A Brief History of Pacific Air

In Pacific Air, author David Sears tells the tale of dauntless young naval aviators, innovative aeronautical engineers, and daring combat pilots, bringing an often-overlooked period of World War II to life. Sears, a Vietnam War veteran and former US Navy officer, lives in New Jersey. He is also the author of several novels, including the award-winning Inferno, which debuted at number one on the New York Times bestseller list.

Historical context

This trilogy explores the history of aerial warfare in the South Pacific during the years May and June 1942. The series covers the first six months of the Pacific War, culminating in the Battle of the Coral Sea. This event marks the first time that opposing fleet carriers engaged in combat. It resulted in the loss of the USS Lexington and the withdrawal of the last remaining American carrier. While this was a great victory for the United States, it also paved the way for the end of the Pacific War.


As part of the U.S. Pacific Command, the 13th Air Force is responsible for planning and executing operations. As such, it commands combined air components and joint task forces. It is the only Air Force-led standing joint task force. PACAF is also responsible for the Joint Task Force Support Forces Antarctica, a collaborative effort between the Department of Defense and the National Science Foundation to provide support to the U.S. Antarctic Program.

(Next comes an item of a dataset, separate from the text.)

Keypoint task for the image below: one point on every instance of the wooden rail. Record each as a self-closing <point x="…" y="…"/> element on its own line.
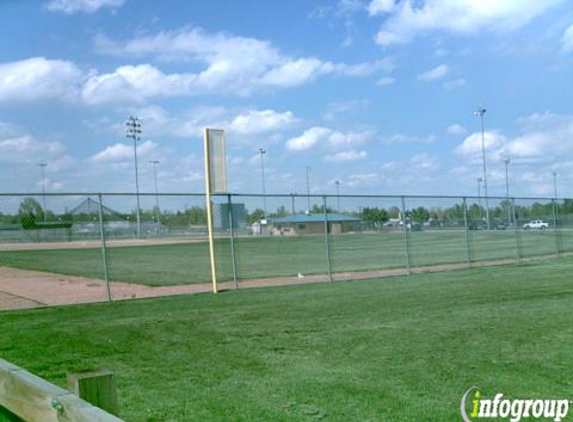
<point x="33" y="399"/>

A fascinating book about the navy’s air war in the Pacific during World War II, The History of the Pacfic Air Forces reveals the courage and skills of its young naval aviators, who fought alongside the Allies to defeat the superior Japanese air force and fleet. The aircraft in use during this era included the elegantly designed F4F Wildcat, the lethal F6F Hellcat, and the lethal TBF Avenger torpedo bomber.


Pacific Air Transport was an early US airline that began operations in 1926. It carried passengers and mail, and was acquired by Boeing Air Transport two years later. Today, the airline is known as Virgin America. Its aircraft have flown over 100 million passengers in more than 90 countries. Pacific Air operations spanned the western US. This article provides a brief history of the airline and its operations. You can also find more information about Pacific Air’s history on Wikipedia.

Flight training

If you’re planning to fly, you may want to consider flight training with Pacific Air. They offer excellent flight training and aircraft rentals. You can also purchase flight training aids from them. Check out their website to find out more. They’ve had 287 visitors and 709 likes. You’ll be glad you did. Learn more about their courses and how to register for them. They also have information about scheduling and pricing.


Photographs of Pacific Air are part of a unique collection at the UCSB Library. The Teledyne Foundation recently donated a collection of PAI photographs. The gift contains several hundred photographs, including black and white paper prints and negative transparencies on roll film. The collection includes photos of Southern California as well as flights that were obliquely oriented. The collection is organized by roll number, with the majority of flight IDs ending in V.

Remaining units

The Pacific Air Force has a long and distinguished history. Its three Numbered Air Force units are located on the islands of Japan, Korea and the Pacific Ocean. Its other major units include the 5th Air Force at Yokota Air Base, Japan, the 7th Air Force at Osan Air Base, Republic of Korea and the 11th Wing at Joint Base Elmendorf-Richardson, Alaska. Other notable units are the 3rd Wing at JBER, the 8th Fighter Wing at Kunsan Air Base, ROK; the 15th Airlift Wing at JBER; the 35th Fighter Wing at Misawa Air Base, Japan; and the 36th Wing at Andersen Air Field, Guam.